We need better articulation of how statistical agencies function within the broader evidence ecosystem, not just in isolation. Future principles should address more explicitly how statistical agencies coordinate with program evaluation offices, how to facilitate appropriate data sharing while preserving privacy protections, and how to build stronger partnerships with academic researchers and responsible private sector data scientists. The siloes between statistical agencies and other parts of the evidence infrastructure represent missed opportunities for both efficiency and effectiveness.
Public engagement and statistical literacy deserve elevation beyond current practice guidance. Statistical agencies struggle with public communication, often limiting engagement to research communities and contractors. We need principles for how to communicate statistical uncertainty to non-expert audiences, how to gather meaningful public input on statistical priorities, and how to make statistical literacy a genuine priority in agency outreach. The gap between technical excellence and public understanding represents a vulnerability we cannot afford to ignore.
Finally, we need explicit attention to measuring and demonstrating the value statistical work creates. This includes developing better frameworks for assessing return on investment, methods to track how statistical information influences policy outcomes and private sector decisions, and evidence of whether products truly meet diverse user needs. The economic multiplier effect I mentioned earlier—$800 billion in private sector revenue built on federal statistics—represents just one dimension of value that we should be articulating more systematically.
The 8th edition of Principles and Practices arrives at a moment demanding both continuity and evolution. We face resource constraints, workforce pressures, technological disruption, and heightened scrutiny. Yet we also have tools our predecessors did not: the Evidence Act framework, new data sources, advanced analytical methods, and growing recognition of data's value to democracy and the economy. P&P does not tell us exactly what to do—it provides principles to guide decisions and practices to implement those principles. That is precisely what we need in uncertain times.

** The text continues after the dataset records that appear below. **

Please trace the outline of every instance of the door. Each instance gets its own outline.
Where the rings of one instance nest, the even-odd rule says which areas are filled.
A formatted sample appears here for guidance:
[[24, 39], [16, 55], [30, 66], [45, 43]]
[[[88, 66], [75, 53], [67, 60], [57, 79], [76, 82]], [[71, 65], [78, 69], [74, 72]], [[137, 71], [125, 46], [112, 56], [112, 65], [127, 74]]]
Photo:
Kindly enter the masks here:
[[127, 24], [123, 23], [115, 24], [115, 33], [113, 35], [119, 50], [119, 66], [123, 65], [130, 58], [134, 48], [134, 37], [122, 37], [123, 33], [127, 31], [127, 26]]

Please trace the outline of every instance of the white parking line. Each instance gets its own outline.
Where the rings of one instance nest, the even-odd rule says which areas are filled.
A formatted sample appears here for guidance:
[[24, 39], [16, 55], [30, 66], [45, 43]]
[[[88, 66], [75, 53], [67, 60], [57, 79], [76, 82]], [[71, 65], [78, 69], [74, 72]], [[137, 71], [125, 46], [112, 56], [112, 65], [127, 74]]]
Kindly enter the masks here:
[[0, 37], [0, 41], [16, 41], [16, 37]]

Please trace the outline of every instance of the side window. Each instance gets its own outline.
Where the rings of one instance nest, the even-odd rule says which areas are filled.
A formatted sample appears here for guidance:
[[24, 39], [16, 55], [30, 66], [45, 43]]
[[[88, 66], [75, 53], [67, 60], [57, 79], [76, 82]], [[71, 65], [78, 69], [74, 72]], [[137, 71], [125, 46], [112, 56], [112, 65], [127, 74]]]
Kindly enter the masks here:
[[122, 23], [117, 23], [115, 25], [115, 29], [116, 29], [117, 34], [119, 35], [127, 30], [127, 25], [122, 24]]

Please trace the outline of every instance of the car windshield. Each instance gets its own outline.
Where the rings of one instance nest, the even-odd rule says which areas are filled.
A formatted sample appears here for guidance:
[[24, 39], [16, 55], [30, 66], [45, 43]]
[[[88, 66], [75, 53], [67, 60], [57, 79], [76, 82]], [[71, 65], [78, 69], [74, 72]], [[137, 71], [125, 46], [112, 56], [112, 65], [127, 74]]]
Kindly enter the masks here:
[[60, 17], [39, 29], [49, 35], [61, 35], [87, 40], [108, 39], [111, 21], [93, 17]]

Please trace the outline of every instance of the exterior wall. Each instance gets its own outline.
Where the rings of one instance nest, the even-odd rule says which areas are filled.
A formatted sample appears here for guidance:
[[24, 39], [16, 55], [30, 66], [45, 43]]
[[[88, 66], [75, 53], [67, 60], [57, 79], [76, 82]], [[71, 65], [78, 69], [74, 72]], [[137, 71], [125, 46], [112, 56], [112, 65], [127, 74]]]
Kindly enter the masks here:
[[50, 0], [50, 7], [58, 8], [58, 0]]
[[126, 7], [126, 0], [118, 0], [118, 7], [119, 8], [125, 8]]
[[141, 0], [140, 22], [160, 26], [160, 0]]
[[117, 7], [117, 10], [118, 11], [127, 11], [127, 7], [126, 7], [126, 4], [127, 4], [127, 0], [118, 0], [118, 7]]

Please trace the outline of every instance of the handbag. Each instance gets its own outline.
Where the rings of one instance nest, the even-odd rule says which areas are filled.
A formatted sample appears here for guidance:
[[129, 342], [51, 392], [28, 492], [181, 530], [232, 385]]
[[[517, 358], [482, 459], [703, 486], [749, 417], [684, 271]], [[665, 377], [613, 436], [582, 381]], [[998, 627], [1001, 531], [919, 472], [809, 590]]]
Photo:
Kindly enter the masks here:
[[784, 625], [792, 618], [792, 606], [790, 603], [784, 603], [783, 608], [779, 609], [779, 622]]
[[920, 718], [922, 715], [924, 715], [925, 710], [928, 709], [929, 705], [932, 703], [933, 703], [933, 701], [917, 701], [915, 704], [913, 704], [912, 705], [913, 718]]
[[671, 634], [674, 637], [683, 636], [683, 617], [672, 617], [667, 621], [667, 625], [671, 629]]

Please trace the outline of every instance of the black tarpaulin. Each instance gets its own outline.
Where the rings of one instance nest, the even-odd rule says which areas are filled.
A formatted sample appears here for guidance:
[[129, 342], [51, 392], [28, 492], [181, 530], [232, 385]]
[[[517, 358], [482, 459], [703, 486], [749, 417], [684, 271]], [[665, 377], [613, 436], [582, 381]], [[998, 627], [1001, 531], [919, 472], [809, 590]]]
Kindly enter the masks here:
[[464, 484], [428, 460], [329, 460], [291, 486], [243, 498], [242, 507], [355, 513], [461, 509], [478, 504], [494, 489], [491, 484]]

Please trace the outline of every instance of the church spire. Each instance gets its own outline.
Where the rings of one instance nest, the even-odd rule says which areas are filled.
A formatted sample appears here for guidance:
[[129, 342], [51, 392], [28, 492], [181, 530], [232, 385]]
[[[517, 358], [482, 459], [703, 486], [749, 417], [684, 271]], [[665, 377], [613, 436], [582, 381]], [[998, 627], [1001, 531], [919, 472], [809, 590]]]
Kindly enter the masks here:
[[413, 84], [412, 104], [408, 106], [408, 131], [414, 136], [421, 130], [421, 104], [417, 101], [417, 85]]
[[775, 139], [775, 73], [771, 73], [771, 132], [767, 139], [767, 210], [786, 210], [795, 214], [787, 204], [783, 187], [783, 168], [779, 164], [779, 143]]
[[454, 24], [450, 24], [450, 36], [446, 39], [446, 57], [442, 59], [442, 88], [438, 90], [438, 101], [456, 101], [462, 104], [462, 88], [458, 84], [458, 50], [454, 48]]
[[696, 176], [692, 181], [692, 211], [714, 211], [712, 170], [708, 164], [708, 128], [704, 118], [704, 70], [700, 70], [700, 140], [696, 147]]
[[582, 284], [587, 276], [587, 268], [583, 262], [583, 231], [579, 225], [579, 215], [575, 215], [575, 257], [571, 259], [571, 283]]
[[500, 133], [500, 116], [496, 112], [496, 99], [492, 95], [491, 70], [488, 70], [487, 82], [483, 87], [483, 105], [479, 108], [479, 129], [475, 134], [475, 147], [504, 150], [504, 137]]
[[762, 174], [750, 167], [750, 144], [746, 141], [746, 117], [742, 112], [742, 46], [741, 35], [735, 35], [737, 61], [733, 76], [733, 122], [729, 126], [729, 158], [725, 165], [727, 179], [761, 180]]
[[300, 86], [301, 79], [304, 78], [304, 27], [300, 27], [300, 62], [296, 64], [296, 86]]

The question before us is not whether to uphold these principles but how to uphold them while addressing challenges the original authors could not have anticipated. That requires continued leadership from the National Academies’ Committee on National Statistics (CNSTAT), courage from agency heads navigating unprecedented pressures, support from OMB and Congress for adequate and appropriate resources, and sustained advocacy from all who believe in evidence-informed governance. At times of great change, it is essential to begin with shared culture—common values, norms, and accepted priorities. The Principles and Practices provide that foundation. They serve as both a north star when things go well and an anchor when they do not. We must ensure these principles remain not just timeless, but timely—guiding federal statistics toward a future worthy of the public's trust and capable of serving our democratic republic, our scientific enterprise, our economy, and our people for decades to come.